Eleven months and 13 days before environmental justice activist Jesse Marquez died, he reflected with Random Lengths News on more than two decades of organizing against the Port of Los Angeles and the shipping industry. What began as an uphill battle against powerful political and economic institutions, he said, eventually became a victory in public policy.

“When I started my organization, no one wanted to support me,” Marquez recalled, describing the early days of Communities for a Safe Environment. Family, friends and local nonprofits doubted he could successfully challenge the nation’s busiest port, government agencies and the longshore union. Many established groups, he said, were financially tied to port leases and relationships.

Still, Marquez declared victory in what he called his “war” against port pollution. The struggle now, he said, is over implementation and enforcement. He pointed to a younger generation of activists shaped during the port battles who are now carrying the fight forward.

Among them is Magali Sanchez-Hall, a Wilmington community advocate and candidate for California’s 65th Assembly District. Sanchez-Hall traces her political and environmental awakening to personal experiences with industrial pollution, poverty and immigration.

While studying public policy at UCLA, Sanchez-Hall said she first understood the scale of environmental harm surrounding Wilmington.

“A presenter came and said, ‘This is ground-zero pollution,’ and she showed my brother’s house,” Sanchez-Hall said. “It turns out that I was not aware of all of the sources of pollution around.”

She said the presentation detailed the health impacts tied to nearby refineries, ports and industrial activity and explained how difficult it was to challenge entrenched industries politically.
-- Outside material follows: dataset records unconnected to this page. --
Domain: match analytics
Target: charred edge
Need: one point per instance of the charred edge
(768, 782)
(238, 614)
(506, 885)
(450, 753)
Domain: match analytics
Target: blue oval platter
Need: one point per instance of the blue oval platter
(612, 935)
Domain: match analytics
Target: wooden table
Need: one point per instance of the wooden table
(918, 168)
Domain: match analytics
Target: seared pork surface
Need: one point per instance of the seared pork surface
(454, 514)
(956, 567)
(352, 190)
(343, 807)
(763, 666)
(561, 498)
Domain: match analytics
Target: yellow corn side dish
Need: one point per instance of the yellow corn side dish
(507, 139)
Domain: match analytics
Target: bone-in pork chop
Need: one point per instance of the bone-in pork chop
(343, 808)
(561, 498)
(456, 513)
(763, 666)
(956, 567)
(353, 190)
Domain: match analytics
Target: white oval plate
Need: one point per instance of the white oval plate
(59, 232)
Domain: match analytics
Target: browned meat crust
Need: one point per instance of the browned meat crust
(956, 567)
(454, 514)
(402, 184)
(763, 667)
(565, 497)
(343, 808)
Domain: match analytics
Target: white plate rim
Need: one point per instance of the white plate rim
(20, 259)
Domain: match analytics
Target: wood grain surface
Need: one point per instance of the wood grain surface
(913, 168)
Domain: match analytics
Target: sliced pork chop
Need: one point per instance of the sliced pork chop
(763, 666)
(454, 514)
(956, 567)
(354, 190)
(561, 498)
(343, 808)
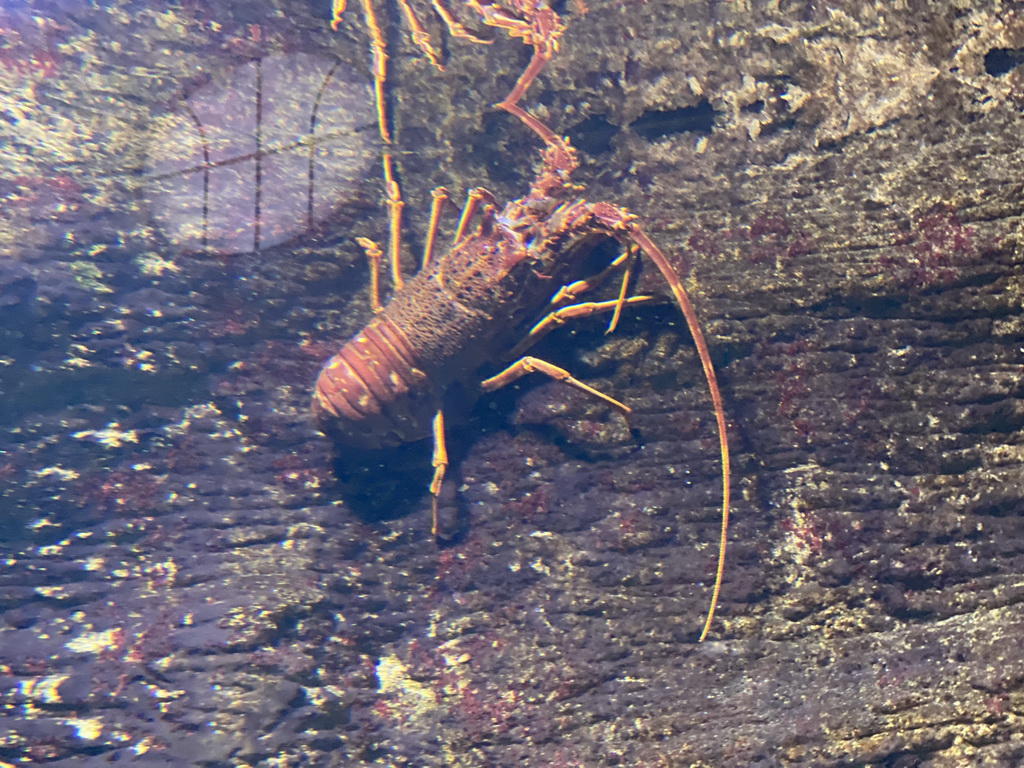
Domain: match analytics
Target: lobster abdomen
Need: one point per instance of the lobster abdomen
(372, 393)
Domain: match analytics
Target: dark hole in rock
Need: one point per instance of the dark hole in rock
(655, 124)
(593, 135)
(1000, 60)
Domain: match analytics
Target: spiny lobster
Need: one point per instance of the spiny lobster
(418, 358)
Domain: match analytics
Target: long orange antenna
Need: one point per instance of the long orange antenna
(676, 285)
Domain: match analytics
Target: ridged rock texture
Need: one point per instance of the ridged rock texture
(189, 576)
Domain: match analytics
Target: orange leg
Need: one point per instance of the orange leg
(529, 365)
(473, 199)
(439, 462)
(573, 311)
(440, 196)
(374, 254)
(394, 206)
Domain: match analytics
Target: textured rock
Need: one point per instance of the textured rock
(184, 581)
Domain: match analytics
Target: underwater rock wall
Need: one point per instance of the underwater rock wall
(184, 582)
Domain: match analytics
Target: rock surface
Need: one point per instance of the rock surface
(190, 578)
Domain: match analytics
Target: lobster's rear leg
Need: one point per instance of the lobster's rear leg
(584, 309)
(439, 462)
(529, 365)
That realization pushed her into environmental justice organizing.

Sanchez-Hall later worked closely with Marquez, who mentored her in organizing residents against polluting industries and harmful development projects. Much of her early work was volunteer-based and focused on helping working-class residents fight for cleaner air, public health protections and stronger accountability from industry and government agencies.

She later founded EMeRGE, an environmental justice organization focused on clean-air campaigns, pollution reduction and community engagement in Southern California. Her work has involved partnerships with universities, labor groups, public agencies and federal officials on issues including emissions reduction, renewable-energy transition, workforce development and environmental monitoring.